Mexican President Enrique Pena Nieto immediately condemned the deaths and demanded a full investigation. Egyptian authorities insist the convoy had entered a restricted area of the desert without permission and without informing authorities.
Mehleb, whose government resigned last week but who remains in his post until a successor can be chosen, visited the wounded in Dar el-Fouad Hospital in Cairo.
“We are standing next to the Mexican people in their tragedy,” he said. “The circumstances surrounding the incident are part of Egypt’s fight against terrorism.
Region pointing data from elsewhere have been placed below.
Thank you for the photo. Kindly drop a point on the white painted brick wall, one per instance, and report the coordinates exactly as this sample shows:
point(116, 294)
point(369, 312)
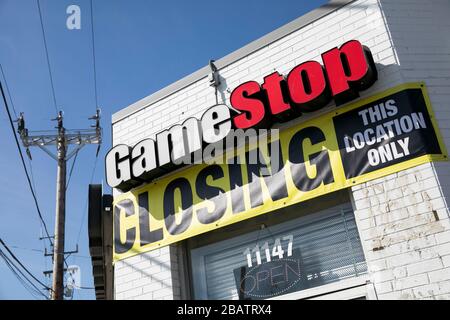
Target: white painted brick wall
point(416, 239)
point(407, 250)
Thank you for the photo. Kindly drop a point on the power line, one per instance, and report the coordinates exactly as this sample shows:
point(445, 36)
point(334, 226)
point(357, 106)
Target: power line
point(23, 164)
point(93, 56)
point(30, 286)
point(7, 89)
point(46, 55)
point(85, 204)
point(71, 169)
point(21, 264)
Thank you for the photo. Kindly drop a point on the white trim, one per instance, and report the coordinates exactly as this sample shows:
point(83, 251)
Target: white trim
point(326, 289)
point(250, 48)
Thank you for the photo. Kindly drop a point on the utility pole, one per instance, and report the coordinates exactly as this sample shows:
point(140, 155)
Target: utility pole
point(62, 140)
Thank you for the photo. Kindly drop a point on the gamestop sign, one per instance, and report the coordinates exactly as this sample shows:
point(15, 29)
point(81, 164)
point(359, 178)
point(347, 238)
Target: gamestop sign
point(307, 88)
The Mexican side is receiving the best care and we will take care of the Egyptian victims.
“This is a painful incident and I give my deepest condolences to the Egyptian people and our guest the Mexicans, and I have spoken to the Mexican ambassador and relayed my condolences.”
It was reported the safari was organised by a local hotel and the tourists were preparing to camp out in the vast desert when they came under fire.
Rasha Azazi, a spokesperson for the Egyptian ministry of tourism, insisted the tour company involved “did not have permits and did not inform authorities”, adding that any trips to the Farafra area are required to be cleared by officials.
Mexican foreign secretary Claudia Ruiz Massieu said the wounded had told Mexico’s ambassador to Cairo that they were subject to an aerial attack from aircraft.
Mexico has sent a diplomatic note expressing “profound dismay” and demanding an investigation.
US Embassy spokesman Brian Shott, meanwhile, said officials were looking into whether an American citizen was involved in the incident.
Egypt has been battling an Islamic insurgency in northern Sinai for years, but attacks – mainly targeting the army and police – escalated and spread to the rest of the country after the July 2013 military ousting of Islamist president Mohammed Morsi.
Egypt’s western desert is popular among safari enthusiasts, but has not been known as a hotbed of militant or insurgent activity.
Police and military there have primarily been concerned with combatting smuggling along Egypt’s border with Libya.
On Sunday, the Islamic State group (IS) claimed it had “resisted a military operation” in the desert. A group claiming to be affiliated with IS also said that it was present in Farafra.